The book was published on September 1, 2010, and is available in three formats: paperback, hardcover, and turtleback. Half the proceeds from book sales go to ITW, whereas the other half goes to Reading is Fundamental (RIF), a non-profit literacy organization. In 2010, RIF hosted a party celebrating the release of the book in New York City.

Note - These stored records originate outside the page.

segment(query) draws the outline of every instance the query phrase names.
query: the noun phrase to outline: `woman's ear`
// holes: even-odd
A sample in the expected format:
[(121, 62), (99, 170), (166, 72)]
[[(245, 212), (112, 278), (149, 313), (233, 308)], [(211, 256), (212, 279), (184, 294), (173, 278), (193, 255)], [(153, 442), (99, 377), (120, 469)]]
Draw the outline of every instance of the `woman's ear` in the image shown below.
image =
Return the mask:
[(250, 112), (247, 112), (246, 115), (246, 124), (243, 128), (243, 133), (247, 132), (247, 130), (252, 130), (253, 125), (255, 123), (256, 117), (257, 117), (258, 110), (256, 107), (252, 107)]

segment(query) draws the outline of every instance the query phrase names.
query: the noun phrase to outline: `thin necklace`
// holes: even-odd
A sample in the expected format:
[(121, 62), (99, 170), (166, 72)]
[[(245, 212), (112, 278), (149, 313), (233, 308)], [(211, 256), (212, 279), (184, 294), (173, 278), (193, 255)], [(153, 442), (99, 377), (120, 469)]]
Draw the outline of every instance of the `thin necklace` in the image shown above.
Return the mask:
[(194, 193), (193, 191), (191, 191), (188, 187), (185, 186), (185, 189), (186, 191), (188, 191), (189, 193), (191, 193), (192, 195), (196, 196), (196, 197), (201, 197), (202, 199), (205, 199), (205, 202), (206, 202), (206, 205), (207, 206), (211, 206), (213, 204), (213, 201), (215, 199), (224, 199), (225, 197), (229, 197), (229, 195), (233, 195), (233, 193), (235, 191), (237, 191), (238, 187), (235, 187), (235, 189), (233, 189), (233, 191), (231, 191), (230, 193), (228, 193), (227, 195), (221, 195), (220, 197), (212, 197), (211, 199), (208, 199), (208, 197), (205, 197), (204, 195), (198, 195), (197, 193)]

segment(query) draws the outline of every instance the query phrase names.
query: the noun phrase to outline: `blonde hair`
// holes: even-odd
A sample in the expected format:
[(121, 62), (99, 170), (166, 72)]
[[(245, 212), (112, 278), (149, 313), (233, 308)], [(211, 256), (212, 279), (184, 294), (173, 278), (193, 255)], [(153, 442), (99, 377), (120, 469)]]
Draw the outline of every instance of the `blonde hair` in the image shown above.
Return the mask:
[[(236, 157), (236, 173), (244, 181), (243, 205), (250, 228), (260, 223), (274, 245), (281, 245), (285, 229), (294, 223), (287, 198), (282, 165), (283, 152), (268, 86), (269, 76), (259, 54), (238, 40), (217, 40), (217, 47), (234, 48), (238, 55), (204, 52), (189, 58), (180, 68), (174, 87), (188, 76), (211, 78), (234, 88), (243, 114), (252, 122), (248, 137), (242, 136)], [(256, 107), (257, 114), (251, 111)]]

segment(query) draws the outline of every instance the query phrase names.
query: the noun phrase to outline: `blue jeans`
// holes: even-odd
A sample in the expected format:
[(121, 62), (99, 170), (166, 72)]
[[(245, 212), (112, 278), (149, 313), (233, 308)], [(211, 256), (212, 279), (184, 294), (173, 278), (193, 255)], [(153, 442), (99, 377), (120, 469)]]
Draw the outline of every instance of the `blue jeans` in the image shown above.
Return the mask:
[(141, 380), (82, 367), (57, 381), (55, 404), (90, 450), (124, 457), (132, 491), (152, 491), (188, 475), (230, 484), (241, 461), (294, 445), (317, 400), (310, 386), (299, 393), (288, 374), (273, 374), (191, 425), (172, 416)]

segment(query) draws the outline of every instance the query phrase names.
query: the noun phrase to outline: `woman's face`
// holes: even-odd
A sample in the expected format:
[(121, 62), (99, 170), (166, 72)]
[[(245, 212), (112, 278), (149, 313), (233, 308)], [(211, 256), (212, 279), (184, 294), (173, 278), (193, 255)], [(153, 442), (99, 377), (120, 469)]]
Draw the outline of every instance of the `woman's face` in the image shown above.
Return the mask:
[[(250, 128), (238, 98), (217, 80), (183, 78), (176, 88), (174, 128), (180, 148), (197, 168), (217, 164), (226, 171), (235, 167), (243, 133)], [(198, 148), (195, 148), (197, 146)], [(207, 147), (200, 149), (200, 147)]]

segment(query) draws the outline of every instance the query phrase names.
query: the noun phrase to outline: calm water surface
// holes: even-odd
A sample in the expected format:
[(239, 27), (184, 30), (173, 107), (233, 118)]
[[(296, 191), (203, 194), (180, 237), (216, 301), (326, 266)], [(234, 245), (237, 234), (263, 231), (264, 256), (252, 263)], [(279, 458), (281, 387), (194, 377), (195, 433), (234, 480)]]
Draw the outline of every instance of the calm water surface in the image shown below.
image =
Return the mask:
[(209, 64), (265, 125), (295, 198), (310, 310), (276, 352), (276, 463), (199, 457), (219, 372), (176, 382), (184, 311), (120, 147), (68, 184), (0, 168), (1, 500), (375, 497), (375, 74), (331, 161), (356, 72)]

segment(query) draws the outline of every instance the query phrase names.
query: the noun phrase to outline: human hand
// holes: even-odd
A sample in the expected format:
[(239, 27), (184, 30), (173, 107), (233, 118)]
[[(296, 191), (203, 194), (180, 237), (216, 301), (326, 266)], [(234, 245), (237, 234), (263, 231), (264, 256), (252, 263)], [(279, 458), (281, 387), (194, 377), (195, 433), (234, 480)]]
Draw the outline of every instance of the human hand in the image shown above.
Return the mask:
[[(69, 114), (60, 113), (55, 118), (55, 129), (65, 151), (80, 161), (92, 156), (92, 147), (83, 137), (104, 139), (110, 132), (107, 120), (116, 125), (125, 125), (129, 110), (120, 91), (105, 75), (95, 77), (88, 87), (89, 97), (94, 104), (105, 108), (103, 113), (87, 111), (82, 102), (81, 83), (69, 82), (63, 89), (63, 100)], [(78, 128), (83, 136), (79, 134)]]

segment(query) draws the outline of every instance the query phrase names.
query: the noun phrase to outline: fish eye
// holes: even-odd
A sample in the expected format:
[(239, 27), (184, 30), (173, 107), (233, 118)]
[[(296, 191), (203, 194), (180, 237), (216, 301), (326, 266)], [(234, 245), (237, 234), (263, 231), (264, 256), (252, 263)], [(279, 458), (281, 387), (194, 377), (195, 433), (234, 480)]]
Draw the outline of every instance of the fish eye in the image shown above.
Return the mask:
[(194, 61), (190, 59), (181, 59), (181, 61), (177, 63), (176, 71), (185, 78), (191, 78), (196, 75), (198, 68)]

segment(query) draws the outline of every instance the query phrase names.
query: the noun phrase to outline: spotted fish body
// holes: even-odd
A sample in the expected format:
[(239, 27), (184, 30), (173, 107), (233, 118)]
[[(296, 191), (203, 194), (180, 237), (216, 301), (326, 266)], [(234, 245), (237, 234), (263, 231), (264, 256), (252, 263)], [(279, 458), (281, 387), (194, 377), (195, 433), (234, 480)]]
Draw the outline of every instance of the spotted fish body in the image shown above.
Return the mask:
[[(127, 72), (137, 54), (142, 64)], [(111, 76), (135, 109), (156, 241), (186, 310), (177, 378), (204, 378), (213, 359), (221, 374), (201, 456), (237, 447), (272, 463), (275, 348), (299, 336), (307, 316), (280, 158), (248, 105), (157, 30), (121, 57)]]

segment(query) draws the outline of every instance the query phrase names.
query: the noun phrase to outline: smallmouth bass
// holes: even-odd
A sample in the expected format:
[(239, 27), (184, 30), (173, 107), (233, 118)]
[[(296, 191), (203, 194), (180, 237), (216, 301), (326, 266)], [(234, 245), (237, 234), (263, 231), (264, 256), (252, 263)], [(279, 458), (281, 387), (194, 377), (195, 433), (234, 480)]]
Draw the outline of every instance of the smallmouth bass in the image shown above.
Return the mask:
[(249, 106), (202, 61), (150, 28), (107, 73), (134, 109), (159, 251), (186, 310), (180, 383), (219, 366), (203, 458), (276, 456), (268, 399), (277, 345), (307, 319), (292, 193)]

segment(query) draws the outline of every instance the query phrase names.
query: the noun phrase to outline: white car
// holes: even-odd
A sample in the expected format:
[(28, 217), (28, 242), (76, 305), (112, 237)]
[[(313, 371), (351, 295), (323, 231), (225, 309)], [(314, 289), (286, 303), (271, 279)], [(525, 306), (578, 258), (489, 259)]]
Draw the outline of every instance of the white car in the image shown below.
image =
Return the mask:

Jennifer Allison's story, "The Perfects", was partly inspired by an old Victorian house she passed each morning on her way to school. "Ray Gun" was Tim Maleeny's first story for young adults.

==Reception==
Critical reception for the book was positive. An unknown contributor from Kirkus Reviews felt that the stories in the anthology were highly suspenseful, inventive, easy to understand, and fast-paced. Benjamin Boche from TeenReads.com stated that "some of the tales aren’t for the faint of heart, some deal with the intricacies of what science can do, and some are just plain creepy." School Library Journals Joy Fleishhacker said the book incorporated "a pleasing mix of genres, hair-raising events, and deftly drawn protagonists," and that "each tale is fresh and unique while still falling within the compilation's creep-me-out confines." She also felt that the stories in the anthology were surprising and enticing.

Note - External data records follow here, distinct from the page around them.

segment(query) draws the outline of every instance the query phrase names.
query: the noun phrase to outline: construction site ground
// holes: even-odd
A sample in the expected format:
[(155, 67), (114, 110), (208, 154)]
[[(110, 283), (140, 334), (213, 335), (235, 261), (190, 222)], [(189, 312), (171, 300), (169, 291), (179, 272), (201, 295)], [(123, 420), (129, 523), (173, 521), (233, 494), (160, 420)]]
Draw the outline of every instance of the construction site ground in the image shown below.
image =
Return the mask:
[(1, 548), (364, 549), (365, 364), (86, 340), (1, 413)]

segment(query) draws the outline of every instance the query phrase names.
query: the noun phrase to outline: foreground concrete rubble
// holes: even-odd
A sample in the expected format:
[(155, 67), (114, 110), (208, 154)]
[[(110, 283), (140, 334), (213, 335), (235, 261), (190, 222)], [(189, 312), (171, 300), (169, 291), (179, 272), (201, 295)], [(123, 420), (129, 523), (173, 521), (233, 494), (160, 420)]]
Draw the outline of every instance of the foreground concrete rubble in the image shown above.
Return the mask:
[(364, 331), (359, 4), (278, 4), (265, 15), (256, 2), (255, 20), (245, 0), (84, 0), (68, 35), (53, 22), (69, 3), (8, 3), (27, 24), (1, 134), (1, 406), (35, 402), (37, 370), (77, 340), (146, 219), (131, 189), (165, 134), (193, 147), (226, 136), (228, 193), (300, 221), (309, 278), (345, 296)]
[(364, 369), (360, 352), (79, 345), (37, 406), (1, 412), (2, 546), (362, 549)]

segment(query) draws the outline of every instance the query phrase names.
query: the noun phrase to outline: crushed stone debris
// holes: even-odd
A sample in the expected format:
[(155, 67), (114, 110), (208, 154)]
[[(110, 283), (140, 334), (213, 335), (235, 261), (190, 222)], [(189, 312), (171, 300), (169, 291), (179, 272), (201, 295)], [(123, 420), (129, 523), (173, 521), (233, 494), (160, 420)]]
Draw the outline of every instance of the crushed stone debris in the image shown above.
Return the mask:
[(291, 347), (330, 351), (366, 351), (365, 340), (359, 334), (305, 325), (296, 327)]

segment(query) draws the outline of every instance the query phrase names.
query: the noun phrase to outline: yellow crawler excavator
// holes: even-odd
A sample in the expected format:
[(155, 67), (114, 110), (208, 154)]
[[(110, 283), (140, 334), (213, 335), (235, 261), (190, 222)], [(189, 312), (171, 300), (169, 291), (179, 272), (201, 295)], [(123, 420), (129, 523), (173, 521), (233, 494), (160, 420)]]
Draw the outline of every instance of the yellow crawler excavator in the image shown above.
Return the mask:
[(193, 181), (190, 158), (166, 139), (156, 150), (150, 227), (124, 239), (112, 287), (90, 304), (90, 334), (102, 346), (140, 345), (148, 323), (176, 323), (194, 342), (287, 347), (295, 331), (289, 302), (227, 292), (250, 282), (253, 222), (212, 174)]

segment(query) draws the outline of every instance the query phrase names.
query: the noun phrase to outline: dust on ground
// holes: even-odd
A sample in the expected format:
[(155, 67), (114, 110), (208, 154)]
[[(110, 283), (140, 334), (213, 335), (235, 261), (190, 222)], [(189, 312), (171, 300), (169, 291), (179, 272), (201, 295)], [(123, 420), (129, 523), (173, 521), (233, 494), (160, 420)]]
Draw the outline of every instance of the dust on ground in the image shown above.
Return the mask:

Daniel Kraus from Booklist stated that this anthology contained "uninspired entries" although it "keeps the reading level consistent, which makes it a good entry point for reluctant readers moving on from Stine’s own oeuvre". He thought the best story was "Tuition" by Walter Sorrells, but also felt Suzanne Weyn's "Suckers" and "Piney Power" by F. Paul Wilson were worthy of notice. Dawn Crowne from RT Book Reviews recommended the stories to those who like reading about urban legends.